Based on these observations, we can propose a remarkably simple approach to batch multiple sequences together:

  • Given inputs of shapes [(s1, h), (s2, h), ...], we stack them into a large matrix of shape (sum(si), h).
  • Apply the dense layer to this stacked matrix.
  • Split the result of the dense layer back into [(s1, h), (s2, h), ...].
  • Perform self-attention for each sequence individually.

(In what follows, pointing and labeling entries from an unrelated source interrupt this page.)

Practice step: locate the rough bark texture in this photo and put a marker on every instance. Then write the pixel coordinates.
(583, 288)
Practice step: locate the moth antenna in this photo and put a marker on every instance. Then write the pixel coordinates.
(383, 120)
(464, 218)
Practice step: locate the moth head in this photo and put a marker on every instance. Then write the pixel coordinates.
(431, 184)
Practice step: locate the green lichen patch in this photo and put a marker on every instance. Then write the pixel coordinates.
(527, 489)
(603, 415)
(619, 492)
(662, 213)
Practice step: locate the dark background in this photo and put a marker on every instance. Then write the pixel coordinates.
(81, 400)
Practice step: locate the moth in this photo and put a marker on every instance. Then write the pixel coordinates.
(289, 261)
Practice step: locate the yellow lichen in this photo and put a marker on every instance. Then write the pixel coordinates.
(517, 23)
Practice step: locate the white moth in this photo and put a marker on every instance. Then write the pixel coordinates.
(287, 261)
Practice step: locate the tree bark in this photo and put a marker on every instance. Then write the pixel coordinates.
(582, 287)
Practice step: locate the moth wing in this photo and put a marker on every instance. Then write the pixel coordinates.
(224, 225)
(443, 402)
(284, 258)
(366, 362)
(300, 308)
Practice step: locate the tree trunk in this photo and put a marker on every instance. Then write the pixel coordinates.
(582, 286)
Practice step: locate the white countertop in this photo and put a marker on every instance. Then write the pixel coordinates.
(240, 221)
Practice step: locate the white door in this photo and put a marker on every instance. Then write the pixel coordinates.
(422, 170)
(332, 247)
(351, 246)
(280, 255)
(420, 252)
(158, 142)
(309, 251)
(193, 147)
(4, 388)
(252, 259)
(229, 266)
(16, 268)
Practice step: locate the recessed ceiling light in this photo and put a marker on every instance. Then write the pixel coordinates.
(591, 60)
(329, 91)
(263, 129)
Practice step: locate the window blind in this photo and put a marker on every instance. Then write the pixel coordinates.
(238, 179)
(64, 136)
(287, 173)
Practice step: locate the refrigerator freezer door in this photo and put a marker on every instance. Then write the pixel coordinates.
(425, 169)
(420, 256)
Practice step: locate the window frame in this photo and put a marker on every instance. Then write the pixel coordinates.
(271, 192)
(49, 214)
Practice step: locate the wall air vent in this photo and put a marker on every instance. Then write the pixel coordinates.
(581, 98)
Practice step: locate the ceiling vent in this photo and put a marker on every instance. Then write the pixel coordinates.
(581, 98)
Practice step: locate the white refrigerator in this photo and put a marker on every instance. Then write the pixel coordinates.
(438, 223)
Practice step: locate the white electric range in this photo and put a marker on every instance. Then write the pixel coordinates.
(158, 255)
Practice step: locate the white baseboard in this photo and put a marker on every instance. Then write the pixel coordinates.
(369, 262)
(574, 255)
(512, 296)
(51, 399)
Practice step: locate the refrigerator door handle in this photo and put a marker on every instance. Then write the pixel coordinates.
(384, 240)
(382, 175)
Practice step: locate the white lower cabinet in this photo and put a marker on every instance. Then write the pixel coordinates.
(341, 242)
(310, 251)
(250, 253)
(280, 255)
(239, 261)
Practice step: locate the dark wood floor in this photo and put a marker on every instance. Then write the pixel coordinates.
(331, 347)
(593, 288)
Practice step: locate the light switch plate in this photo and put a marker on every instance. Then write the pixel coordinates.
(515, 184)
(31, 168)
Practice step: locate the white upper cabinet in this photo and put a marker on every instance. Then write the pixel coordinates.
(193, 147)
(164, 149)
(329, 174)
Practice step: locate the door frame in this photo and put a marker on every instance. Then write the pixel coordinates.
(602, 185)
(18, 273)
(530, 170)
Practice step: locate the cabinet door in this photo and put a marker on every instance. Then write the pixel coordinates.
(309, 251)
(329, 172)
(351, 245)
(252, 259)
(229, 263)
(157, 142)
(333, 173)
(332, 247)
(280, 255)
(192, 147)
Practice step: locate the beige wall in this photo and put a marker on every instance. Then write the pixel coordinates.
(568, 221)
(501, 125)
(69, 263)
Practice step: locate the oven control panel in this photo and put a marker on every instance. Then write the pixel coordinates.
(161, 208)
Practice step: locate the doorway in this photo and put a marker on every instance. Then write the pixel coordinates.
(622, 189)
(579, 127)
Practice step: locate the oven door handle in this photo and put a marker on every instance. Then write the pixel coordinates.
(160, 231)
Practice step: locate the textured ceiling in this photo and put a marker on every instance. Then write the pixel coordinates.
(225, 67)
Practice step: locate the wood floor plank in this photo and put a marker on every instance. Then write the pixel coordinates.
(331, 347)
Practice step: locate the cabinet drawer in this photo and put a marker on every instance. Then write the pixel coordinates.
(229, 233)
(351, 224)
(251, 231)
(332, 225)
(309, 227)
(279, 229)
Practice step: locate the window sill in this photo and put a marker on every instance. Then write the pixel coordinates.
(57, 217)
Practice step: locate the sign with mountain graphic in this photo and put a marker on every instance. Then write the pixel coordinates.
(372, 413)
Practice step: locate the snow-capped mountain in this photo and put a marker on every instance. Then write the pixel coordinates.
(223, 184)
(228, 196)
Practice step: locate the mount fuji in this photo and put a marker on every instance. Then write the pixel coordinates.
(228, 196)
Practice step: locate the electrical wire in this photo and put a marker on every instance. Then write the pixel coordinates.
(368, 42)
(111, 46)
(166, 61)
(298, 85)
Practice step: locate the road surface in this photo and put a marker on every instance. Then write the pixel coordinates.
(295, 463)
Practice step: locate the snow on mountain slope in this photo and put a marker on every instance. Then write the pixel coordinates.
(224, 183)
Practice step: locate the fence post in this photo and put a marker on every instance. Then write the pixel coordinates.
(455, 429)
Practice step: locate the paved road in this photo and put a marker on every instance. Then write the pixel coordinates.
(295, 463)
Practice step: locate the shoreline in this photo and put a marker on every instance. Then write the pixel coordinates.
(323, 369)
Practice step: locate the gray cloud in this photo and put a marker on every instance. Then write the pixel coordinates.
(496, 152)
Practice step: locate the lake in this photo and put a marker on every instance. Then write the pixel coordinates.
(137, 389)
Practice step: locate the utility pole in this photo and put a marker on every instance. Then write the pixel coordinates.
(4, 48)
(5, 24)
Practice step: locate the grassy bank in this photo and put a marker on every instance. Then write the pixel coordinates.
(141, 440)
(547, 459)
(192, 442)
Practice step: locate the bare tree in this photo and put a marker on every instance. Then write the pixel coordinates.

Congratulations! We’ve essentially reinvented the Orca [OSDI’22] paper.

Summary

  • We have condensed computation steps of a transformer block, FLOPs, I/O, and arithmetic intensity into a table.
  • We have analyzed the effects of batching on dense layers and self-attention, considering both the initial stage and auto-regression.
  • To validate our analysis, we have conducted microbenchmarks and explained the results using the roofline model.
  • We have performed an end-to-end benchmark of text generation, demonstrating that batching significantly improves throughput with only a minor increase in latency.
  • We have (re-)discovered techniques to enhance LLM serving by combining self-attention and batching across requests.

I would like to thank Zihao Ye and Zhipeng Jia for their inspiration and insightful discussions.

If you want to reproduce the microbenchmarks, you can download this notebook. If you want to inspect the microbenchmark data, you can download this CSV.